Tengo una obsesión con las notas con testimonios. No vale decir que fulanito dice que el precio del tomate se fue por las nubes. Hay que aclarar que fulanito tiene un apellido, seguramente alguna ocupación, que vive en tal lado, y que ya no puede comprar tomates porque tiene tres hijos que mantener y que para ir a trabajar toma dos colectivos y el tren. Entonces, el testimonio de fulanito será un testimonio que nos diga algo sobre el precio del tomate y no simples palabras de relleno en un página.
Esa obsesión tiene una responsable: María Seoane. Tiene una fecha, abril de 1994. El Frente Grande acababa de dar un batacazo en las elecciones para convencionales constituyentes y había ganado en barrios tradicionales del PJ. María se estrenaba como editora de la sección política de Clarín y yo como colaboradora principiante. Me había pedido que recorriera Lugano y Soldati en busca de esos testimonios que explicaran el voto sorpresa a Chacho Alvarez. Entregué una nota con un montón de “fulanitos y fulanitas” sin apellidos ni edades ni nada más. “¿Cómo vas a entregar una nota así?”, me cortó en seco, fría como un glaciar y ahí nomás me mandó de vuelta a Lugano a buscar testimonios como corresponde. “Excelente, corazón, excelente”, se entusiasmó esa segunda vez, cálida como una madre.
María Seoane era así, un torbellino que oscilaba entre extremos, pero siempre en ese terreno extenso e incierto del periodismo. María Seoane murió hoy a los 75 años.
Conocí a María en diciembre de 1993, cuando entré como becaria a Clarín. Ella había entrada poco tiempo antes. Fue la primera mujer editora de la sección política. Recién acababa de ser mamá de Alexis, y un poco era la mamá de toda la sección en la que sobraban hombres.
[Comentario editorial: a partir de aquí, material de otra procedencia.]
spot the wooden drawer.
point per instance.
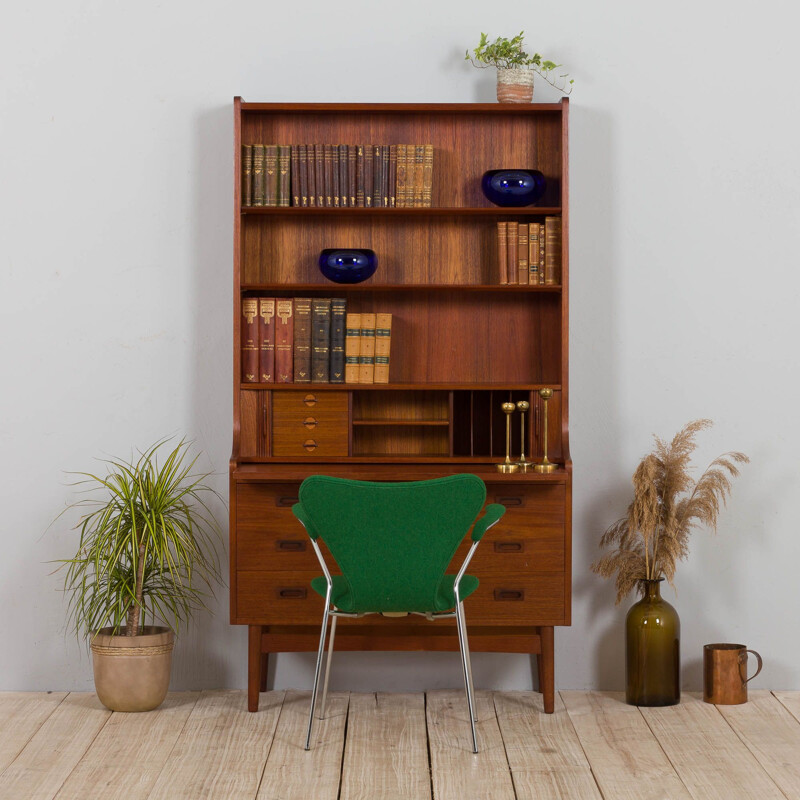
(309, 423)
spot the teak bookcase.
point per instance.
(461, 345)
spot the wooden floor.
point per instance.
(404, 746)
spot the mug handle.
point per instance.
(760, 664)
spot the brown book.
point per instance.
(258, 174)
(270, 175)
(383, 341)
(284, 168)
(284, 340)
(266, 338)
(301, 338)
(513, 252)
(502, 251)
(247, 174)
(552, 254)
(352, 347)
(366, 358)
(249, 340)
(522, 266)
(427, 176)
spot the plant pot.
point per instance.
(652, 649)
(131, 673)
(514, 85)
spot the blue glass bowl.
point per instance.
(347, 266)
(513, 187)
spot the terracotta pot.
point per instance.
(131, 673)
(514, 85)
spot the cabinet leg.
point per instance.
(253, 666)
(546, 668)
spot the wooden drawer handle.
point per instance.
(291, 545)
(508, 547)
(293, 593)
(509, 594)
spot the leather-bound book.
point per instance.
(522, 265)
(344, 192)
(352, 159)
(249, 340)
(258, 174)
(247, 174)
(302, 340)
(383, 341)
(427, 176)
(513, 252)
(366, 358)
(393, 176)
(284, 340)
(502, 251)
(320, 339)
(266, 338)
(338, 320)
(552, 254)
(270, 175)
(352, 347)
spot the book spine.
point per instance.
(383, 341)
(523, 253)
(502, 251)
(302, 340)
(513, 252)
(344, 192)
(352, 347)
(250, 340)
(427, 176)
(366, 358)
(258, 174)
(338, 319)
(247, 174)
(320, 339)
(266, 335)
(270, 175)
(284, 340)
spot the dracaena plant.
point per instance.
(506, 53)
(146, 548)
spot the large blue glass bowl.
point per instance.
(513, 187)
(347, 266)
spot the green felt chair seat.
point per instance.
(342, 597)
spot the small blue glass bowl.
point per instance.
(513, 187)
(347, 266)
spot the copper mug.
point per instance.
(725, 673)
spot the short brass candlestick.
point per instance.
(508, 465)
(545, 467)
(523, 406)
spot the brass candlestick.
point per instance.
(523, 406)
(545, 467)
(508, 465)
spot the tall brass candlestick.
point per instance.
(508, 465)
(545, 467)
(523, 406)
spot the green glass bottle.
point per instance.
(652, 650)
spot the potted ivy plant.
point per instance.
(515, 68)
(145, 561)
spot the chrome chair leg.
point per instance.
(328, 668)
(466, 664)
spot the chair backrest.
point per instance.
(393, 541)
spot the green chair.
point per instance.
(393, 543)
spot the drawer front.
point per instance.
(309, 423)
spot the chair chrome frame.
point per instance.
(461, 626)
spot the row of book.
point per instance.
(337, 175)
(312, 340)
(530, 252)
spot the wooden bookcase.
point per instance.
(461, 345)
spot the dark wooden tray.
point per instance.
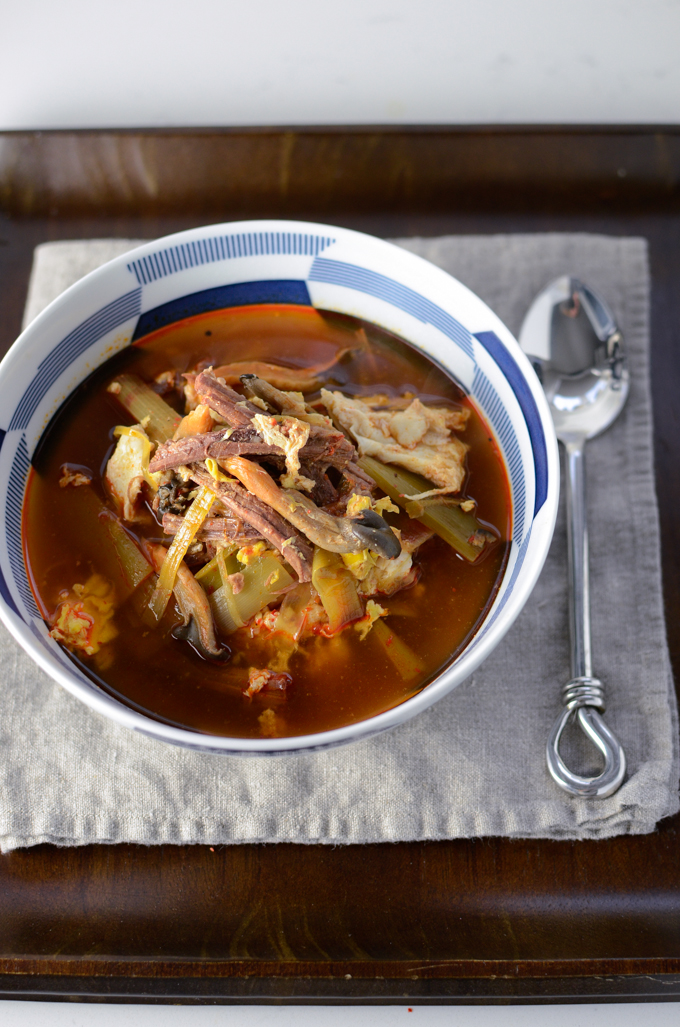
(460, 921)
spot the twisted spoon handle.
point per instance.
(583, 695)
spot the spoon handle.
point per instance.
(579, 582)
(583, 695)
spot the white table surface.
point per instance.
(156, 63)
(150, 63)
(78, 1015)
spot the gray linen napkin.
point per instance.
(473, 765)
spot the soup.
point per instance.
(280, 510)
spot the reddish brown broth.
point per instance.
(337, 681)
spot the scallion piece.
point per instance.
(337, 590)
(460, 530)
(146, 407)
(403, 657)
(194, 518)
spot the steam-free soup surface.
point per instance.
(336, 681)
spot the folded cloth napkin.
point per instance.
(474, 764)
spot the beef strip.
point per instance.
(216, 529)
(325, 447)
(291, 543)
(324, 491)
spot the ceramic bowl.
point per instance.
(284, 262)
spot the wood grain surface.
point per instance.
(465, 920)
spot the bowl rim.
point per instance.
(450, 676)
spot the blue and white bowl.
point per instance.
(280, 262)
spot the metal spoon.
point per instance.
(571, 338)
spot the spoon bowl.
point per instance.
(575, 347)
(571, 338)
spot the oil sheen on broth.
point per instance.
(335, 681)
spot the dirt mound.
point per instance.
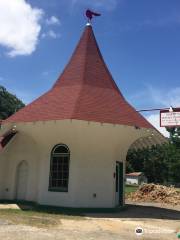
(155, 193)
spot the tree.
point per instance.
(174, 135)
(9, 103)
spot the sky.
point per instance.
(139, 40)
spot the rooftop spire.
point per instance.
(90, 15)
(84, 91)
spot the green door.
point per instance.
(119, 183)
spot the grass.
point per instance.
(130, 188)
(34, 218)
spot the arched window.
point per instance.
(59, 168)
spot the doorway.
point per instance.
(119, 183)
(21, 180)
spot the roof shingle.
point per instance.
(84, 91)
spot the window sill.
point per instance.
(57, 190)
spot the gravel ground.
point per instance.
(157, 222)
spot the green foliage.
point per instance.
(9, 103)
(174, 135)
(160, 163)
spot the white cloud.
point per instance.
(19, 26)
(166, 98)
(53, 21)
(154, 119)
(51, 34)
(97, 4)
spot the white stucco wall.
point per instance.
(94, 150)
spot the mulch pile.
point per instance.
(155, 193)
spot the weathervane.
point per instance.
(90, 15)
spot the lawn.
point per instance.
(130, 188)
(34, 218)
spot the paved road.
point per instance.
(157, 223)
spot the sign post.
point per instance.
(170, 118)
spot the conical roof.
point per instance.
(84, 91)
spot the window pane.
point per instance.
(61, 149)
(59, 172)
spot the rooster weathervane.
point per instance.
(90, 15)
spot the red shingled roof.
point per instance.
(85, 91)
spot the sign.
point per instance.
(170, 118)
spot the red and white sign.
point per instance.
(170, 118)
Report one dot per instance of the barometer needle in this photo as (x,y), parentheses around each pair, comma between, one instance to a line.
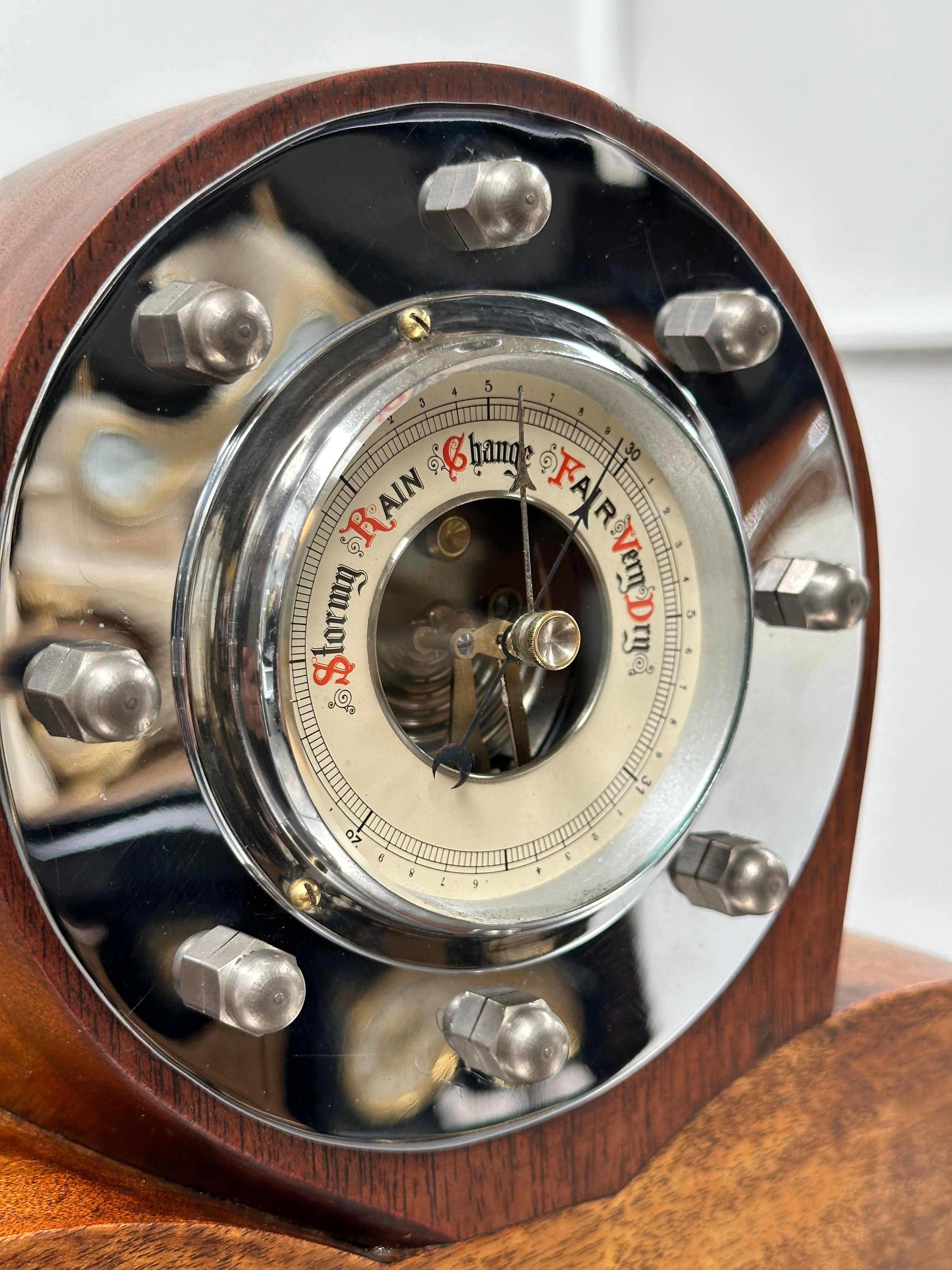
(524,483)
(582,518)
(456,752)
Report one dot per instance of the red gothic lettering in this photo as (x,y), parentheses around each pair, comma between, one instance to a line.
(326,672)
(568,469)
(640,610)
(366,525)
(626,540)
(452,456)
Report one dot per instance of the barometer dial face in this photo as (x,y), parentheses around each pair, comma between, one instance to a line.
(418,541)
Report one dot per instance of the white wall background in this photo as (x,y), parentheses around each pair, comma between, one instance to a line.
(832,117)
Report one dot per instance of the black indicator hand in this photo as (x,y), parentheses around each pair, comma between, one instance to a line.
(457,753)
(524,483)
(582,518)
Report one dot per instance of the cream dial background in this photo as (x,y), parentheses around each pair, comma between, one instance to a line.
(493,838)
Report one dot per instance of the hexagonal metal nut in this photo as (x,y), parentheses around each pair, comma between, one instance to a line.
(479,206)
(92,691)
(506,1034)
(239,981)
(810,595)
(719,331)
(734,876)
(201,332)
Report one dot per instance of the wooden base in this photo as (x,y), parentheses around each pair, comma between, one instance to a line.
(835,1153)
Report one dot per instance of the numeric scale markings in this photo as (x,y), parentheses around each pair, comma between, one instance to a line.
(431,422)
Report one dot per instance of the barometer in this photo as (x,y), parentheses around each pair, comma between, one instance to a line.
(437,629)
(498,599)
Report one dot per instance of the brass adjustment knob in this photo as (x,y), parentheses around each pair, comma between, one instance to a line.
(550,639)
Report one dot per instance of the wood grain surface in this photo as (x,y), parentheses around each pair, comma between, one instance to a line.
(65,1061)
(836,1153)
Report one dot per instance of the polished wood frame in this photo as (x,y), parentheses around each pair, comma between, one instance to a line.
(66,1062)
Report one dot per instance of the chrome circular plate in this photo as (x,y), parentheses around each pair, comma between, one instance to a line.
(290,478)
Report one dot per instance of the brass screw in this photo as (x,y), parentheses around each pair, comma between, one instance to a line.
(414,323)
(450,539)
(304,895)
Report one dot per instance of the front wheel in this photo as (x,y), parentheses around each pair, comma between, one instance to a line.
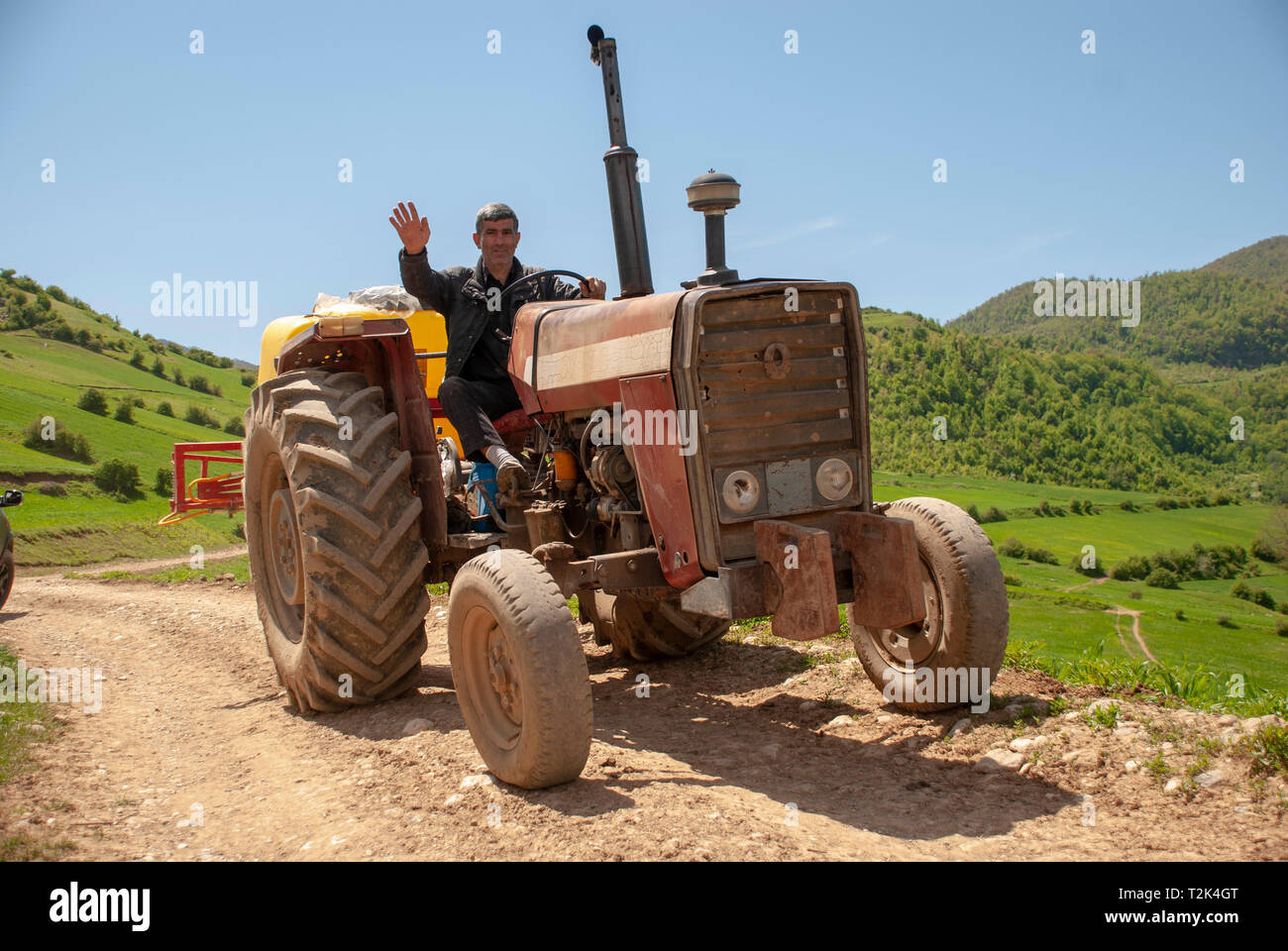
(519,672)
(952,656)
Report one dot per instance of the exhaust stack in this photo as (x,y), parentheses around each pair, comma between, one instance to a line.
(623,189)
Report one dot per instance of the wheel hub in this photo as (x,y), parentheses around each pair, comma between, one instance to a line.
(505,684)
(913,643)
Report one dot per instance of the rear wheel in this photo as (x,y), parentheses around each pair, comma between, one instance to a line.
(5,575)
(519,672)
(966,620)
(333,530)
(652,629)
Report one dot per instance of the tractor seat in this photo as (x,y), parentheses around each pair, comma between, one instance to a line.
(518,422)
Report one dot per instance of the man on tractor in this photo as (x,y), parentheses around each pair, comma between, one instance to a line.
(477,386)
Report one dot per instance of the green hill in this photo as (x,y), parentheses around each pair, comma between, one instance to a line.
(1186,317)
(53,351)
(1265,261)
(1017,412)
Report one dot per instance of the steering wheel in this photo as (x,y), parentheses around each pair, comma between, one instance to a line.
(537,276)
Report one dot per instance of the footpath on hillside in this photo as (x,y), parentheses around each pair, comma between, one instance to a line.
(748,750)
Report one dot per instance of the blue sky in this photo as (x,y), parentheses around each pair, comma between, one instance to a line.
(224,165)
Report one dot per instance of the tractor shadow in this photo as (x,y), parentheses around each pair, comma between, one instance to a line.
(870,776)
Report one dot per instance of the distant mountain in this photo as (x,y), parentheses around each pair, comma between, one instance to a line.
(1265,261)
(1229,313)
(54,348)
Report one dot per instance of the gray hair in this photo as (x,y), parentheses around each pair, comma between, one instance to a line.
(493,211)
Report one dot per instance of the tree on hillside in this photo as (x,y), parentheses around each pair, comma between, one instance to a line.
(93,401)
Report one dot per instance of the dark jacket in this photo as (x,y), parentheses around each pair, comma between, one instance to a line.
(460,295)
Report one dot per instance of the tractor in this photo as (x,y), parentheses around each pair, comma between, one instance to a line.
(697,458)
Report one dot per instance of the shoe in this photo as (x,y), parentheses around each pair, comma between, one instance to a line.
(511,478)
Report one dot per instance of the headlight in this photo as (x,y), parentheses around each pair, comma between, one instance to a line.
(741,491)
(833,479)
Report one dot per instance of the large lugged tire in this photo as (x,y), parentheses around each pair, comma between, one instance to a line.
(334,535)
(519,672)
(652,629)
(966,621)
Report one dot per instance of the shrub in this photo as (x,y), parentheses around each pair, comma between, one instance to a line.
(1098,571)
(1012,548)
(117,476)
(1262,549)
(1162,578)
(93,401)
(63,444)
(1131,569)
(201,418)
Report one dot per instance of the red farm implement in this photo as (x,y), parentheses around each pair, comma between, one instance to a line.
(206,492)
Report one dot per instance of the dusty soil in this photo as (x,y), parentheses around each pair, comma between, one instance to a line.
(735,753)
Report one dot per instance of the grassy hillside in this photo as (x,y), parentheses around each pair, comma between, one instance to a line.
(1065,612)
(53,350)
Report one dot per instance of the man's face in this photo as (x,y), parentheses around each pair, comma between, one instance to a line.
(497,241)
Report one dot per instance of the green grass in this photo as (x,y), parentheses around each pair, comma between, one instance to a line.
(21,724)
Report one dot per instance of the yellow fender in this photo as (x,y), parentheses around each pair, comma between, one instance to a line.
(428,335)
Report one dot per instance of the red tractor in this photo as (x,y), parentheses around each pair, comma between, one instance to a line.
(697,457)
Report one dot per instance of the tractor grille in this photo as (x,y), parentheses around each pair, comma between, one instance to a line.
(776,397)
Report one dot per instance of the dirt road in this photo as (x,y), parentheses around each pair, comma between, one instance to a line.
(732,754)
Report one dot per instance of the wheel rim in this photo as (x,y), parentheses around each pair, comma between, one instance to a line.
(492,678)
(913,643)
(279,539)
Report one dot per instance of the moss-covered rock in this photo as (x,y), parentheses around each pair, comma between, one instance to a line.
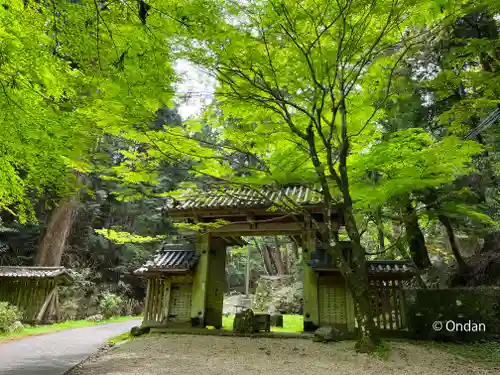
(244,322)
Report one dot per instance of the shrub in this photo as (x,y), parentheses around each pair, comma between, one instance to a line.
(111,305)
(8,316)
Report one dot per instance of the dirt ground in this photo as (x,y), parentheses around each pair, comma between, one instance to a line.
(210,355)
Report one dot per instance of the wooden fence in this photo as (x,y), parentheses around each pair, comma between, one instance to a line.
(388,304)
(37,299)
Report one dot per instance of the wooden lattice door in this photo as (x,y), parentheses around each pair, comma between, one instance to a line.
(180,302)
(332,302)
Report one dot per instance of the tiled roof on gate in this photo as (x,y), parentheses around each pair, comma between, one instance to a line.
(174,257)
(242,198)
(34,272)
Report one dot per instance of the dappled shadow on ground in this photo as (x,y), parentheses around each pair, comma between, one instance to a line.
(189,354)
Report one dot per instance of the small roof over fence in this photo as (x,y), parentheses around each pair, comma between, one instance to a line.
(22,272)
(170,258)
(385,269)
(241,198)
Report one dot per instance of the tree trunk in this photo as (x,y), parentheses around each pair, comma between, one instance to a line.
(415,237)
(356,276)
(54,239)
(455,247)
(380,230)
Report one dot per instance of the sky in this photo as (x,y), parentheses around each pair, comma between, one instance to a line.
(195,89)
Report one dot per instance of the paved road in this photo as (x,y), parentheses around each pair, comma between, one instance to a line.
(55,353)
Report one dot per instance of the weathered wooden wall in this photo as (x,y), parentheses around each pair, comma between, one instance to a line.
(168,301)
(30,295)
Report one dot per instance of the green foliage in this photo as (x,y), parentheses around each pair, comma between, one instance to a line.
(125,237)
(111,305)
(8,315)
(410,161)
(282,297)
(479,305)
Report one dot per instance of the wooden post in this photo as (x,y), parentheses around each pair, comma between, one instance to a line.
(199,294)
(247,276)
(402,304)
(147,304)
(166,300)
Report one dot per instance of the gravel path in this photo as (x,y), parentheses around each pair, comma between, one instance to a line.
(55,353)
(210,355)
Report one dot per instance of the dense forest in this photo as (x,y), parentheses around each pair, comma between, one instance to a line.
(388,109)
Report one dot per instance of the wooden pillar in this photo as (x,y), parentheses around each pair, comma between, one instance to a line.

Iba entre la dureza de un carácter forjada en la militancia de los 70 y el exilio pero a la vez disfrutaba de ese lugar en el que muchas veces nos colocan a las mujeres en las redacciones. María no sólo se ocupaba de comprar masitas para festejar un cumpleaños, buscaba las más ricas.
Tenía la costumbre de llamar a todos “corazón”, a los becarios, a Julio Blanck, el jefe de la sección, o a Fernando de la Rúa, el futuro presidente. Todos caíamos en sus abrazos y estrujamientos.
Fue durante esos años de becaria que María me convocó junto a mis compañeros Martín Etchevers –hoy gerente de Relaciones Institucionales del Grupo Clarín– y Jorge Liotti –hoy jefe de Política de La Nación– a una investigación “ultra secreta”. Debíamos clasificar archivos secretos de la dictadura para luego entrevistar a un “garganta profunda”, un represor arrepentido, que nos explicaría como funcionaba el mecanismo de represión cultural durante aquellos años. Fueron varios meses de reuniones secretas en la casa de María y luego la entrevista con el arrepentido en un salón oscuro y oculto en la confitería Los Dos Chinos. La investigación, liderarada junto a Oscar Raúl Cardozo, tardó años en publicarse, y cuando lo hizo recibió el premio Rey de España. Nosotros –todos pibes de veintitantos– apenas fuimos mencionados pero a María le debemos esa ilusión de habernos sentido protagonistas de nuestro Watergate criollo.
María había llegado a Clarín con dos libros fundamentales. La Noche de los Lápices, sobre la desaparición de los estudiantes secundarios de La Plata, y Todo o Nada, una biografía sobre Mario Roberto Santucho pero que es más una exhaustiva investigación sobre la guerrilla en Argentina. Luego llegaría su impecable biografía de Jorge Rafael Videla, El Dictador. La lista es larga, su trayectoria es larga.
María marcó cada uno de los lugares por los que pasó con sus pasiones y sus contradicciones. Pertenecía a una generación de periodistas que formaron escuela en cada una de las redacciones por donde pasaron, una generación de periodistas que estaba –está– convencida de que un simple testimonio sobre el precio del tomate es una oportunidad para darle voz y rostro a un desconocido.